Cromosfera solar visible durante un eclipse total (Wikipedia)
La cromosfera o “esfera de color” es exterior que la fotosfera, dando comienzo donde esta acaba. Es una capa transparente, difícil de observar por dicha razón, y es más caliente (10.000 K) y de mayor espesor (2.000-3.000 km) que la fotosfera. Con equipos adecuados y filtrando otras longitudes de onda, se puede observar un intenso color rojo correspondiente a una de las líneas características (línea H-alfa) del espectro del hidrógeno, principal componente del Sol. Las características más llamativas de la cromosfera se hacen visibles en el limbo solar a modo de pequeñas espículas y, fundamentalmente, de protuberancias correspondientes a erupciones solares.

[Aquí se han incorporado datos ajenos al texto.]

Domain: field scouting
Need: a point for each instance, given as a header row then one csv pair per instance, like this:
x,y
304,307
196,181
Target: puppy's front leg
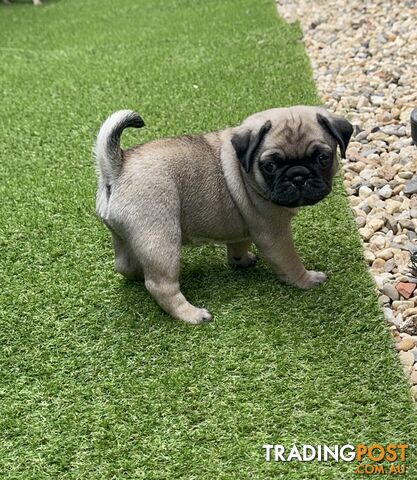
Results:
x,y
277,246
238,254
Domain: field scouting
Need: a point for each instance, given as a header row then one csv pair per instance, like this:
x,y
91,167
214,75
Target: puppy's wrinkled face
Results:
x,y
290,155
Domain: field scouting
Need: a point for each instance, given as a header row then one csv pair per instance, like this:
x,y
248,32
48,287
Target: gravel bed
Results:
x,y
364,60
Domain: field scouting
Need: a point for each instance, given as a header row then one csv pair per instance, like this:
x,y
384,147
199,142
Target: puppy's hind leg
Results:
x,y
160,257
238,254
125,262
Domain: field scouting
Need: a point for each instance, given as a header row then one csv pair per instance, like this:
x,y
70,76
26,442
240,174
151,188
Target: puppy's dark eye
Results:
x,y
323,159
269,167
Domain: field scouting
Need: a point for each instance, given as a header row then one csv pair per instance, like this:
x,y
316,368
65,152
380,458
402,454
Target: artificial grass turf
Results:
x,y
96,381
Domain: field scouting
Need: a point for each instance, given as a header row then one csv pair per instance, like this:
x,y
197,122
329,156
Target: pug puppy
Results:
x,y
237,186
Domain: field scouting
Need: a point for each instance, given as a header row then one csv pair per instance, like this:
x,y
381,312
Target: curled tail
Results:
x,y
107,148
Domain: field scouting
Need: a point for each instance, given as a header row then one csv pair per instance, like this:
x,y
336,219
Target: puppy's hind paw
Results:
x,y
311,279
196,316
247,260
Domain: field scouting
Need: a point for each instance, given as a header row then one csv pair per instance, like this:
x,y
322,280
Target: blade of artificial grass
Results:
x,y
96,381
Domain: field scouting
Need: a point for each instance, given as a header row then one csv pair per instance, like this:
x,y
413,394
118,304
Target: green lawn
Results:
x,y
96,382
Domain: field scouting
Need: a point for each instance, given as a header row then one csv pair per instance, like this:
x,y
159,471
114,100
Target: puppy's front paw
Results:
x,y
246,260
310,279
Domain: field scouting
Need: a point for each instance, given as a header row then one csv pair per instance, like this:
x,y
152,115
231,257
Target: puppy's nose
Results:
x,y
299,180
298,175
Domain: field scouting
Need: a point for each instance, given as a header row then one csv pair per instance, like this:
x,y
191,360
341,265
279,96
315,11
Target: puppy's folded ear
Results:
x,y
247,141
339,128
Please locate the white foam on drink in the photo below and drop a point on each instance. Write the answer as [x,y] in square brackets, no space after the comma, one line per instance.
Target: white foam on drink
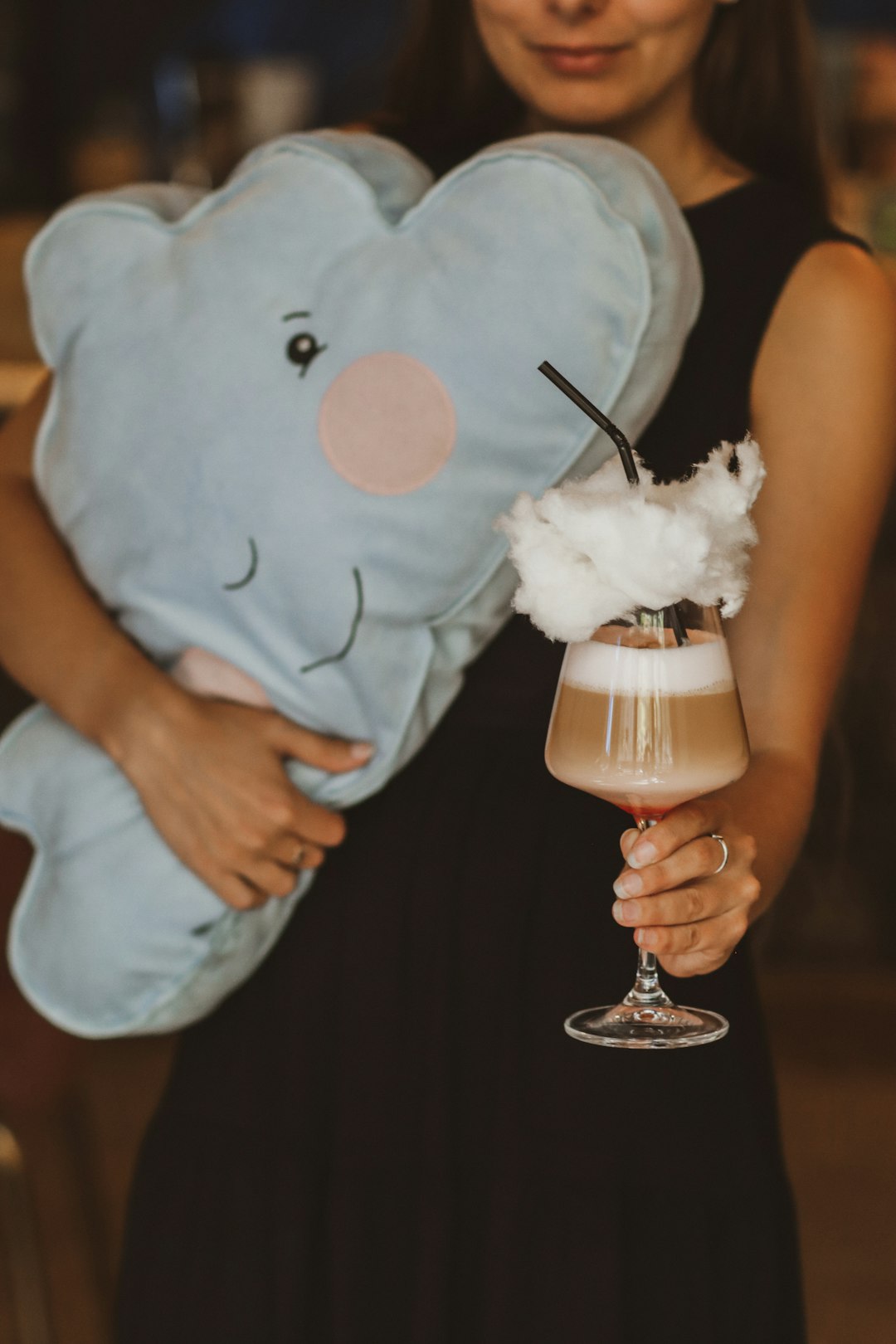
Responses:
[692,670]
[596,550]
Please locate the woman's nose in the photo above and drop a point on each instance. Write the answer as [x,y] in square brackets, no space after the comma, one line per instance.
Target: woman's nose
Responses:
[387,424]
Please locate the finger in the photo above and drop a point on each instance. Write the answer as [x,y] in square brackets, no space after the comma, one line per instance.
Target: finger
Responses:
[238,894]
[716,936]
[689,903]
[694,819]
[271,879]
[694,962]
[694,860]
[296,854]
[626,840]
[327,753]
[319,824]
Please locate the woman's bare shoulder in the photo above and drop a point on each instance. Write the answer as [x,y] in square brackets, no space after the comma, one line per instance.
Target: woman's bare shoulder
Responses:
[832,336]
[835,292]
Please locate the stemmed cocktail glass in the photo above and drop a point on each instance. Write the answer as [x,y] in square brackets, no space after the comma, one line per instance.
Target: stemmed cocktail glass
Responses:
[648,717]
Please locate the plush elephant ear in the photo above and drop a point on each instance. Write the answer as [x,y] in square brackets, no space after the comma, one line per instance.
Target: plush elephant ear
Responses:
[397,179]
[88,249]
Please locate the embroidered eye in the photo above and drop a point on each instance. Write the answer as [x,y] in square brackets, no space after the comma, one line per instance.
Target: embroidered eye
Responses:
[303,350]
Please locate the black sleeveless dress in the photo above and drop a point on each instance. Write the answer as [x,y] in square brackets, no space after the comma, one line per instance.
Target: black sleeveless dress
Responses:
[386,1136]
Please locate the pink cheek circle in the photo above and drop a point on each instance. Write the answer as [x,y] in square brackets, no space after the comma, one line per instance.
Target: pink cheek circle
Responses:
[387,424]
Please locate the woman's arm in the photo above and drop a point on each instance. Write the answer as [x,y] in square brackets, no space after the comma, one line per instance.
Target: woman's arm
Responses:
[825,414]
[210,773]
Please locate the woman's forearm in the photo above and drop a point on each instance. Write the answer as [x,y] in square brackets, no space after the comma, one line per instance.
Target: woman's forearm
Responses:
[772,802]
[56,637]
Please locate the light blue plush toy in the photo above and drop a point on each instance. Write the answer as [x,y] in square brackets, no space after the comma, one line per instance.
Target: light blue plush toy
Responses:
[285,417]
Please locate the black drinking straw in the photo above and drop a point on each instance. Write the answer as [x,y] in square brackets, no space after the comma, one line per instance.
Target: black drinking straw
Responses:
[625,453]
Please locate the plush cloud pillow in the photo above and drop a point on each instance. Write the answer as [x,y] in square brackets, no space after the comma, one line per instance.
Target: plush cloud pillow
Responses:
[285,417]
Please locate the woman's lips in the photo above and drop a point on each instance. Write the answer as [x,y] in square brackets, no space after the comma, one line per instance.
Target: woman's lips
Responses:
[581,61]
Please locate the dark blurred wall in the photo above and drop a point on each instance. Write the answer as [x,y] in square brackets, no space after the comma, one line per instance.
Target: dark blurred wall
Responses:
[74,56]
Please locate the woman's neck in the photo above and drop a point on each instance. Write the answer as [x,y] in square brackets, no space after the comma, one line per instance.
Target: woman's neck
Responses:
[668,134]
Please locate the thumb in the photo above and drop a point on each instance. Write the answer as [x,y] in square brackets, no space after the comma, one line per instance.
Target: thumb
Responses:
[626,841]
[316,749]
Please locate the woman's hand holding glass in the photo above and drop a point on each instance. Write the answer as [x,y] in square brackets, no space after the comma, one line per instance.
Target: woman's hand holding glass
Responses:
[672,894]
[212,782]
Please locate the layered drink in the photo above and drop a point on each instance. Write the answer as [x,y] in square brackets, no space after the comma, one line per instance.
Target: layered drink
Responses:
[644,722]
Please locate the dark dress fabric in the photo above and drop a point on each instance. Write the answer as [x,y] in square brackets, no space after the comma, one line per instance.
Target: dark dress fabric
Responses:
[386,1136]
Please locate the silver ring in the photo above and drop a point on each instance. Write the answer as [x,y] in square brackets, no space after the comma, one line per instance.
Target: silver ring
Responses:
[724,852]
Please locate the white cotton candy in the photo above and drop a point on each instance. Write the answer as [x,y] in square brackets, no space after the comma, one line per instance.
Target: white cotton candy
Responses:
[594,550]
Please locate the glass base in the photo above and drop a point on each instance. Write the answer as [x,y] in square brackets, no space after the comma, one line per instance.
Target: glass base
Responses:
[660,1025]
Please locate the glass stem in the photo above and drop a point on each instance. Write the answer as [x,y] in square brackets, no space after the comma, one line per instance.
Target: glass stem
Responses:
[646,986]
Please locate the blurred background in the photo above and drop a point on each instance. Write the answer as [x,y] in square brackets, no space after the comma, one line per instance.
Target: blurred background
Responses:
[95,93]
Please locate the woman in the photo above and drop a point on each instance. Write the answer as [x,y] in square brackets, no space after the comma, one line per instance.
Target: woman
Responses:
[386,1135]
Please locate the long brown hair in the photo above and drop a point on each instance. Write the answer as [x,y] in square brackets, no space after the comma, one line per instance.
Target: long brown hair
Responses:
[754,91]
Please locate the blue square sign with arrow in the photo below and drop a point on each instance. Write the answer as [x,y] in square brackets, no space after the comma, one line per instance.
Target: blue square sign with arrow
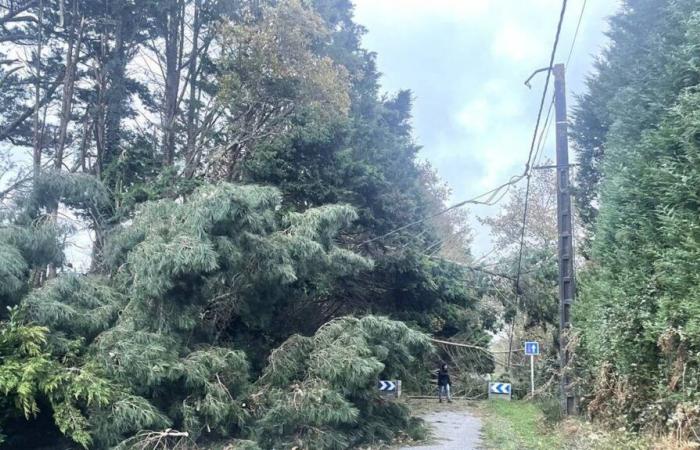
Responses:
[532,348]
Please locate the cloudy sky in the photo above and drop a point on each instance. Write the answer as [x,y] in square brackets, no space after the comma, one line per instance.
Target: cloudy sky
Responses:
[466,61]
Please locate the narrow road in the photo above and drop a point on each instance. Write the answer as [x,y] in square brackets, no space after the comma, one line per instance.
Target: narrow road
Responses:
[452,430]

Para observar la cromosfera solar será necesario, por lo tanto, un equipo especialmente diseñado para ello: un telescopio solar (algunas marcas conocidas: LUNT, Coronado). Por una parte estará suficientemente protegido de forma permanente desde el propio objetivo. Por otra, estará dotado de un sistema de filtros que permitan el ajuste de longitud de onda lo más exacto posible para captar la línea H-alfa del hidrógeno. Como en el caso de la corona solar, la cromosfera puede hacerse visible durante los eclipses solares totales.